C++ Logo

sg16

Advanced search

Re: Follow up on SG16 review of P2996R2 (Reflection for C++26)

From: Peter Dimov <pdimov_at_[hidden]>
Date: Tue, 30 Apr 2024 13:17:13 +0300
Jens Maurer wrote:
> Hm... We currently specify that std::fstream considers the imbued locale's
> encoding, but we seem to say nothing about std::cout. Even though one might
> reasonably expect that it also considers the imbued locale to perform
> transcoding to the output.

It's a bit vague but std::cout is https://eel.is/c++draft/narrow.stream.objects#3

"The object cout controls output to a stream buffer associated with the object
stdout, declared in <cstdio>."

which strongly implies a `filebuf` that writes to `stdout`, even though it's not
required to be literally that and can be e.g. of type __stdout_streambuf.

std::cout is actually the easy case. std::cout << x, for any x, must serialize x
into a sequence of `char`, which then to pass to its streambuf; the streambuf
uses codecvt::out to transcode, but codecvt<char, char, mbstate_t> is a no-op.
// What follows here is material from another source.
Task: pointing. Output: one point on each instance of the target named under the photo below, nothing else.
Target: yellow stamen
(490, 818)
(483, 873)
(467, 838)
So in the "normal" case of nothing imbued, and from the fact that

    std::cout << "Hello, world!" << std::endl;

is expected to work, we can deduce that characters in the literal encoding
end up in the streambuf and then are written to stdout, with no translation.

And since in

    std::cout << "Hello, " << u8"world!" << std::endl;

the characters "Hello, " and the result of serialization of u8"world!" to char[]
end up in the same char[] buffer, with no associated metadata to tell the
streambuf which specific `char` is in what encoding, we can further deduce
that the serialized u8"world!" has to consist of characters in the literal
encoding (or a superset of it.)

There's simply no other option.

std::wcout << L"Привет!" << std::endl (where the wide literal encoding is
UTF-16, but the narrow literal encoding is ISO-8859-1) is the hard case. But
I think we've given up on that.

The hypothetical u8cout (whose streambuf is basic_streambuf<char8_t>)
will of course do the opposite, pass through u8"..." and transcode "...", but
we can worry about that when we get it, which will be never.

TL;DR

std::cout << "prefix " << u8"..." << " suffix\n";

and

std::cout << std::format("prefix {} suffix\n", u8"...");

are equivalent, and the same reasoning applies to both. In both cases,
the narrow literals and the u8 literal are serialized to a single char[]
buffer, in the narrow literal encoding.

And once that is done, the imbued locale, if any, is applied to both in
the exact same manner.

Received on 2024-04-30 10:17:19